(Interview in my Lifestyle Design Heroes series)
Kaushal Karkhanis is the ‘Exotic Gringo’ (Spanish for exotic foreigner) of the web world. Ever since he fell in love with South America years ago, the digital strategist and travel blogger from Mumbai has been travelling and unravelling the world, hoping to “inspire, educate and entertain” people through his stories. His goal is to “always be a year younger than the number of countries I’ve visited.”
I did a follow-up interview with Kaushal from the time I had interviewed him in 2010 for a blog (republished here on August 14, 2015: ‘Meet location-independent pro Kaushal Karkhanis’). He continues to travel exotic and live simple, blending in and living like a local, soaking in the cultures (picking coffee in Cambodia to assembling foodies) while his travel blog Exotic Gringo lets readers travel globally through contests. He continues to learn languages and has some more inspiring stories up his sleeve. Read the interview for more.
Kaushal on life since 2010
It’s been a roller-coaster ride, if i have to put it in short.

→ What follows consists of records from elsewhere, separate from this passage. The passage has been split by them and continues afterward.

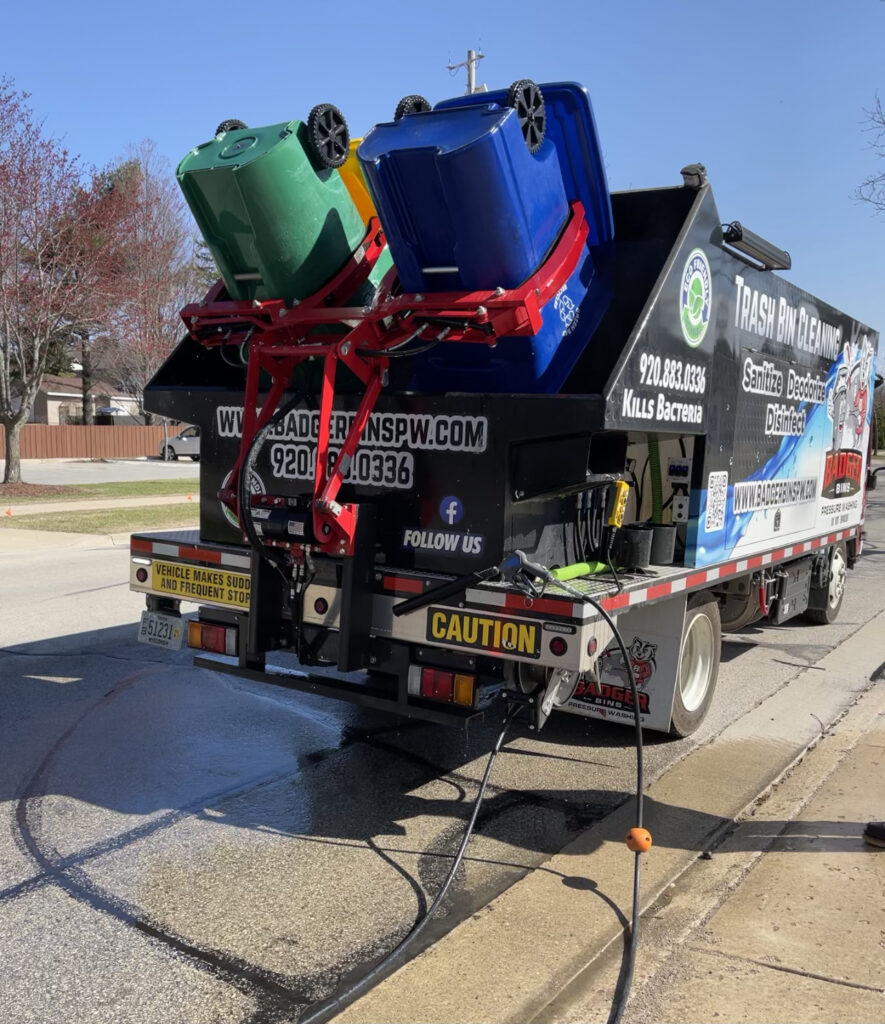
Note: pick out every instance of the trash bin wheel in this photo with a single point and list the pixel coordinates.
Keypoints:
(230, 125)
(411, 104)
(328, 135)
(525, 98)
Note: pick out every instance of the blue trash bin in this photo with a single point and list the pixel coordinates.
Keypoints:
(465, 206)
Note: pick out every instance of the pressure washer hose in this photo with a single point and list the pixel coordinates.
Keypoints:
(327, 1009)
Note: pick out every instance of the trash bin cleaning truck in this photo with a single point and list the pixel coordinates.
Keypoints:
(457, 399)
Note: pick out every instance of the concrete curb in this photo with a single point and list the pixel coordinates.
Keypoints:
(688, 903)
(508, 962)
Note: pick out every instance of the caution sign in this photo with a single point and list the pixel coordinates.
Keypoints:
(499, 636)
(196, 583)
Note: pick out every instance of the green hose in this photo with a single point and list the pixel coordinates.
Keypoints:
(655, 474)
(578, 569)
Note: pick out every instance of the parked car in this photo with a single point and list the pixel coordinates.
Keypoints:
(187, 442)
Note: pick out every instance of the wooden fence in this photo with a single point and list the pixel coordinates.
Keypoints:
(42, 441)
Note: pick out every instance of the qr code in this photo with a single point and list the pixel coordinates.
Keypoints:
(717, 493)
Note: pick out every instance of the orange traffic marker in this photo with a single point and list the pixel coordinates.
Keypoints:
(638, 840)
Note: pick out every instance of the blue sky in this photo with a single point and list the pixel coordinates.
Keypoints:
(769, 95)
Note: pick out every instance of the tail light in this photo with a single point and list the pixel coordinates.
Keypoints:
(440, 684)
(206, 636)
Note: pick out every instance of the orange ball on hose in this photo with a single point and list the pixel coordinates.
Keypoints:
(638, 840)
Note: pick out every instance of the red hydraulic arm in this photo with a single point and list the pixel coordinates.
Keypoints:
(281, 337)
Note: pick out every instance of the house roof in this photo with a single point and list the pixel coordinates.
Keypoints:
(52, 384)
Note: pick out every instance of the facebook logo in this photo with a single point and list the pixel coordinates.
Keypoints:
(451, 510)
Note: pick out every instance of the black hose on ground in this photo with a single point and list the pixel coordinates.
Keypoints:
(328, 1009)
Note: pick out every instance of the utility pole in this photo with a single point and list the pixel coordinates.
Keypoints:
(470, 64)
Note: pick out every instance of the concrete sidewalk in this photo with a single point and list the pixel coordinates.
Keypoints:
(786, 922)
(760, 900)
(90, 504)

From going broke to realising it’s stupid to try to do multiple things at once to taking up a job for recuperating — to getting back on track as a digital nomad — it has been one fabulous roller-coaster ride.
On his current goals
Not too different from back then — live a fit life while working on the go — the one thing I have as a clear apex goal is to become a great investor. My immediate goal is to get back to fitness. No other goal has failed me as this one, but I’m never giving up. I’m taking to bodyweight workouts, 7-minute HIIT workouts and running because you can do these anywhere, any time with zero equipment – okay, may be a skipping rope.

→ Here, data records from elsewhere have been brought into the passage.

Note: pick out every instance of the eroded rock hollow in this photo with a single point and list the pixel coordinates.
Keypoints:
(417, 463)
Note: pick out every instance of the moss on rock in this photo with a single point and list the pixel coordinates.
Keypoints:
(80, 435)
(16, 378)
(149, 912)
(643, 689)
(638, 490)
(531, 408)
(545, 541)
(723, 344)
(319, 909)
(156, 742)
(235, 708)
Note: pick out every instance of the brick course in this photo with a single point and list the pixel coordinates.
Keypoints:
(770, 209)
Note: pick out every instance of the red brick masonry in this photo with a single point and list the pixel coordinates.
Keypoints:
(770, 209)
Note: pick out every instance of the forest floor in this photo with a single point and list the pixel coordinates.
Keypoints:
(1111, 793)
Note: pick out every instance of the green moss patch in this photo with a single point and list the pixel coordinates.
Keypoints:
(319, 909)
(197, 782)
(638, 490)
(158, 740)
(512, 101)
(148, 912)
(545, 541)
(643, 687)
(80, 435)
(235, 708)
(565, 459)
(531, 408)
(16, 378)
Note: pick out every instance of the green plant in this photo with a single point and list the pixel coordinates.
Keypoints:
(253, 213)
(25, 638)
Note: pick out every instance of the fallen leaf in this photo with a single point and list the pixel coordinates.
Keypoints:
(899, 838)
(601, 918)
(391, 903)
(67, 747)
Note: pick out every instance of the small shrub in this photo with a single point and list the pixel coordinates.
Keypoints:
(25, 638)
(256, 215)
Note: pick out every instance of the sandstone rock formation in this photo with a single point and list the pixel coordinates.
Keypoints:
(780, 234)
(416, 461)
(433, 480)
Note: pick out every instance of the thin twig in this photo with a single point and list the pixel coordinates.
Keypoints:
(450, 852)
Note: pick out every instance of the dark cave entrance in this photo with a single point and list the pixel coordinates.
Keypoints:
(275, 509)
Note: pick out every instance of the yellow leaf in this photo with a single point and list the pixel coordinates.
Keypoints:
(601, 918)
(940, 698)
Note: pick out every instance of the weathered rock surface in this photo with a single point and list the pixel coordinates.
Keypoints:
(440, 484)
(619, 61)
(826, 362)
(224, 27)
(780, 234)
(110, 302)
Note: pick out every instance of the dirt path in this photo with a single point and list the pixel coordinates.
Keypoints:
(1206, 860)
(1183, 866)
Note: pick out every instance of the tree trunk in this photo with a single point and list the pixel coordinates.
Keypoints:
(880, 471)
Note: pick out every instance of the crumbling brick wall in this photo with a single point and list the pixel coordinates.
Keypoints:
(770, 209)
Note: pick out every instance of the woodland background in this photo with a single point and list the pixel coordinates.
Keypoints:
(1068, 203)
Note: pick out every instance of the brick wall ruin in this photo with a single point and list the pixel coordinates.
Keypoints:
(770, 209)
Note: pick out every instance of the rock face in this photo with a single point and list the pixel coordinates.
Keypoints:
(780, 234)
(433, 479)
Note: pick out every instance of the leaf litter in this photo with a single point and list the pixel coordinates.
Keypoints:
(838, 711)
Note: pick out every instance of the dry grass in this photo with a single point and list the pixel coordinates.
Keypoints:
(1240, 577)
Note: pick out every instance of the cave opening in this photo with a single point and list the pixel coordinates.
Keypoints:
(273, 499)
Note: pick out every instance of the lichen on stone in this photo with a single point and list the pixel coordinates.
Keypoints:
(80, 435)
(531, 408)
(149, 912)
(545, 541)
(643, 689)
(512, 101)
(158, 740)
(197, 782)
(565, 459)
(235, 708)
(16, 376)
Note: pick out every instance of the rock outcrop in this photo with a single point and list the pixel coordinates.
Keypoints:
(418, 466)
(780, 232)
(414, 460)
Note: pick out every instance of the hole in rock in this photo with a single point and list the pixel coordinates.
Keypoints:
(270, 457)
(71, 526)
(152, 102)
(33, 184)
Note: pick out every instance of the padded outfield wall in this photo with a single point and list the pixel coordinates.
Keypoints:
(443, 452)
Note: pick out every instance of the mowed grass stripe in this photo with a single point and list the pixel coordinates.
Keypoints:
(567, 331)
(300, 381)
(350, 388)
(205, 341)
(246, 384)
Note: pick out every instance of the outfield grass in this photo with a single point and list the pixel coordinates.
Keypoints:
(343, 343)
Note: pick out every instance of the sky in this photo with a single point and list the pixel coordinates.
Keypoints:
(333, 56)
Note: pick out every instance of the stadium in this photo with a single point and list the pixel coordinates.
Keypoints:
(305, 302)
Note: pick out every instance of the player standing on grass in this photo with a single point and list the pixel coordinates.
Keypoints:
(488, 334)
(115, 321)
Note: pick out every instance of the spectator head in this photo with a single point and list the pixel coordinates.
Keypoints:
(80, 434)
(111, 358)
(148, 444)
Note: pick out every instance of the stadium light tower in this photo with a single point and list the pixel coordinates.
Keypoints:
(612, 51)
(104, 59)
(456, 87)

What he has learned about goal-setting
I was probably overdosing on caffeine when i chalked up my goal set — they were all great, but i was trying to do too many things at once. The goals haven’t changed very much, but i’m approaching them differently now. Baby steps and incremental improvements as opposed to jumping all-in (that only led to fatigue – i had never factored in wellness). You could say i’m aligning mind-body-spirit this time.

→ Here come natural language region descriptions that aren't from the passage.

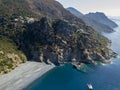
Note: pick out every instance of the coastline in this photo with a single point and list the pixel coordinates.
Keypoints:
(23, 75)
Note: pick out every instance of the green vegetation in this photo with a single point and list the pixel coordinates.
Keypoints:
(55, 36)
(10, 56)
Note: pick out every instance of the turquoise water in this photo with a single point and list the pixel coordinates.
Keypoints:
(102, 77)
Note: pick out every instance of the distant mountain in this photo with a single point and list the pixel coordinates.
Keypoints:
(75, 11)
(98, 26)
(102, 18)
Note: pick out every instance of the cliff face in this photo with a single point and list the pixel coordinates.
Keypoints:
(46, 32)
(96, 20)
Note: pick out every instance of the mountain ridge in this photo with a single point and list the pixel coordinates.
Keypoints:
(96, 24)
(46, 32)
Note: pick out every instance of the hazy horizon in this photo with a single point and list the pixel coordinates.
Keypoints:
(109, 7)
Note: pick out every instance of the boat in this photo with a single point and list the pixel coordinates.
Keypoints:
(90, 86)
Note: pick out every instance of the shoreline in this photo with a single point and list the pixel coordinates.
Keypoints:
(23, 75)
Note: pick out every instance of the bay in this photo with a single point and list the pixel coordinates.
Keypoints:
(102, 77)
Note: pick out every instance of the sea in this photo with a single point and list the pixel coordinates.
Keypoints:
(102, 77)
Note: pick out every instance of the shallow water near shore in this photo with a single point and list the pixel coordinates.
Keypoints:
(102, 77)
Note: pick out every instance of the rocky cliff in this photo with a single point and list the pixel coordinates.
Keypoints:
(44, 31)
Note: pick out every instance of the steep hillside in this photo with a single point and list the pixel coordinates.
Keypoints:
(44, 31)
(10, 56)
(99, 26)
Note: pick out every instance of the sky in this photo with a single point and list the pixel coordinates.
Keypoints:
(109, 7)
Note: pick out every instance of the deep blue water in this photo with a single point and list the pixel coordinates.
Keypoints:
(102, 77)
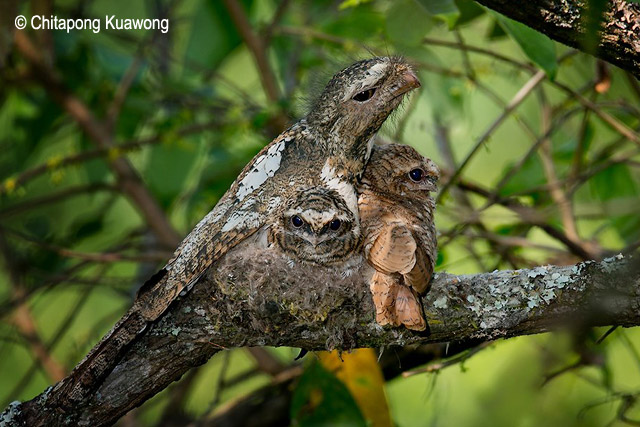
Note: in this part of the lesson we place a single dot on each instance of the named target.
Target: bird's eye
(296, 221)
(416, 174)
(365, 95)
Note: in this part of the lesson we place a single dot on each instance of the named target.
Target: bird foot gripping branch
(320, 157)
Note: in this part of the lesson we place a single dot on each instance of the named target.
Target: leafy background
(510, 116)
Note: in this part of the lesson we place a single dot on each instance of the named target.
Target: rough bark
(565, 21)
(239, 305)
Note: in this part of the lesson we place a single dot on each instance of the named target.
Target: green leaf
(614, 182)
(406, 24)
(530, 175)
(320, 399)
(469, 11)
(445, 10)
(213, 34)
(168, 168)
(539, 48)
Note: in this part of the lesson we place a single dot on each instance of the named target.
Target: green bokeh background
(202, 72)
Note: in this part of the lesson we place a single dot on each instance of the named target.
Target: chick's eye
(335, 224)
(296, 221)
(365, 95)
(416, 174)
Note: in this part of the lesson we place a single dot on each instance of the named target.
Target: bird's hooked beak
(316, 240)
(408, 80)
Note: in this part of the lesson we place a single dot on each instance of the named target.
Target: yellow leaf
(361, 374)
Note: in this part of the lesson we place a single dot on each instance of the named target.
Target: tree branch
(254, 303)
(564, 21)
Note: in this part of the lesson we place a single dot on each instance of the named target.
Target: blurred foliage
(194, 112)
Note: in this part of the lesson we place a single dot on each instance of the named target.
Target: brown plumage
(396, 214)
(327, 149)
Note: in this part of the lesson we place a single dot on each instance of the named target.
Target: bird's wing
(419, 277)
(238, 214)
(393, 251)
(383, 291)
(408, 310)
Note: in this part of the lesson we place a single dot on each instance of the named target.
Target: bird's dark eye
(365, 95)
(416, 174)
(296, 221)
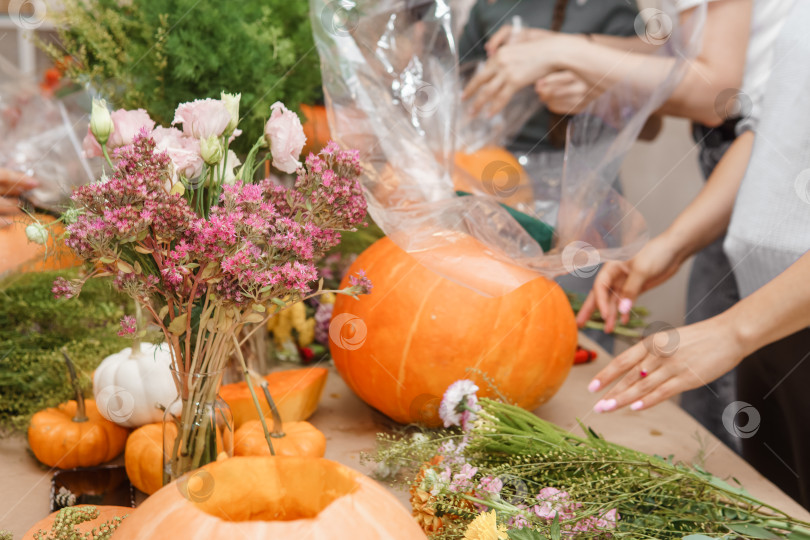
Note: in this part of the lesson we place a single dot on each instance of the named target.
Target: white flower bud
(211, 150)
(37, 233)
(101, 125)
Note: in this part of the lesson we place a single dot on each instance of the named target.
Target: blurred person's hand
(619, 283)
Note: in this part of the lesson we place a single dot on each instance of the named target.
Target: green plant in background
(154, 54)
(34, 327)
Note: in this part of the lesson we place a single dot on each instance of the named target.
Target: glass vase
(197, 425)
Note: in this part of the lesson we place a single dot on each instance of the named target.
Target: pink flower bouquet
(198, 241)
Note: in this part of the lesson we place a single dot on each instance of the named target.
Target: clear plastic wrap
(393, 89)
(42, 138)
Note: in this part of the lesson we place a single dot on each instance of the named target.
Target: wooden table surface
(350, 427)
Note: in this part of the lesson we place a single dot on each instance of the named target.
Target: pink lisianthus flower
(183, 151)
(202, 118)
(285, 135)
(128, 124)
(460, 404)
(128, 326)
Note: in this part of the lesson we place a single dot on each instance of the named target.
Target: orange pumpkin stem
(278, 428)
(81, 412)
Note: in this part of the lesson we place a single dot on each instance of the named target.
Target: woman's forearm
(777, 310)
(706, 218)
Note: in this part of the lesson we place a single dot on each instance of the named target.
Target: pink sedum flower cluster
(258, 242)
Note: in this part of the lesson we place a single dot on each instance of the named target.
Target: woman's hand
(510, 69)
(669, 362)
(618, 284)
(564, 92)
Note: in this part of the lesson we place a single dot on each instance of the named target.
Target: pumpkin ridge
(417, 318)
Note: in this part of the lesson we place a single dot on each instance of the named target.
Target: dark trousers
(712, 290)
(774, 382)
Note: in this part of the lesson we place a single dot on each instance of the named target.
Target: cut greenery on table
(152, 54)
(502, 472)
(34, 327)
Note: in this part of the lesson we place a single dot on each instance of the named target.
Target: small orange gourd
(494, 171)
(417, 332)
(74, 434)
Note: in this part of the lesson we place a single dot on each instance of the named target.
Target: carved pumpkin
(22, 255)
(316, 128)
(296, 439)
(105, 514)
(400, 347)
(284, 498)
(494, 171)
(128, 387)
(296, 392)
(143, 457)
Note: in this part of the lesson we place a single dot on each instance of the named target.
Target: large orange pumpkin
(105, 514)
(295, 391)
(296, 439)
(494, 171)
(284, 498)
(401, 346)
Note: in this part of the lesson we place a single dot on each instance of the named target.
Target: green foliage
(64, 526)
(154, 54)
(34, 327)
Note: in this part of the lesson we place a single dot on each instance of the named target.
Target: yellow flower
(485, 527)
(306, 333)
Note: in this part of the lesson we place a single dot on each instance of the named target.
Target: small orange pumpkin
(105, 514)
(296, 392)
(297, 439)
(284, 498)
(316, 128)
(494, 171)
(22, 255)
(74, 434)
(402, 345)
(143, 457)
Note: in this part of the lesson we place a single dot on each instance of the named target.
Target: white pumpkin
(129, 387)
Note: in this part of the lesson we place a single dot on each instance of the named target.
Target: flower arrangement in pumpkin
(201, 244)
(497, 471)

I’m actually trying to reduce dependency on technology and automate processes – too much screen time is not a good idea in your 30s. I’ve set my phone to switch off at night and switch on at daybreak to inculcate some discipline. I’m a fan of any technology which helps me be more organised and disciplined.
Best apps for productivity, performance and fitness
I love IFTTT for automation, Google Calendar and Google Now do a fantastic job as a virtual assistant.
Other favourites: Dollarbird for budgeting; Runkeeper, Habits & 7-Minute Workout for fitness.
Becoming financially independent in your 30s
Here’s some basic math which I wish I understood earlier. Figure out your monthly expenses, multiply that by 120 – that’s how much you need to invest with returns of 10-20%. You would not need to work for a living any more.
On joining the New Rich
Let’s define who the New Rich are. To me, the New Rich are people who create their own lifestyle and value time and expriences over money (we love money for helping in making our dreams a reality, we just value time more). As for critics, they are great… they keep us motivated. Besides, lifestyle is a personal choice. Maybe they’re not wrong – they just choose a different kind of life and i wouldn’t waste time trying to persuade them.
Kaushal’s steps to re-design your lifestyle
- Unclutter to the bare basics
- Define your short, mid-term and long term goals (some may change, so don’t be stoic about them)
- Fail early by experimenting – the younger you fail, the sooner you’ll succeed
5 things he has learnt over the past 5 years
- Keep an eye on the cash flow. You can’t be productive if you’re worrying about finances.
- It’s okay to fail at anything – the world doesn’t end. Get back up and move on.
- Wellness and internal balance is as (or more) important as fitness and worldly gains.
- Keep redefining your personal labels and stay aligned to your goals and purpose. Everything else falls in place.
- Small, incremental change is easier and more sustainable than trying to make a sea change.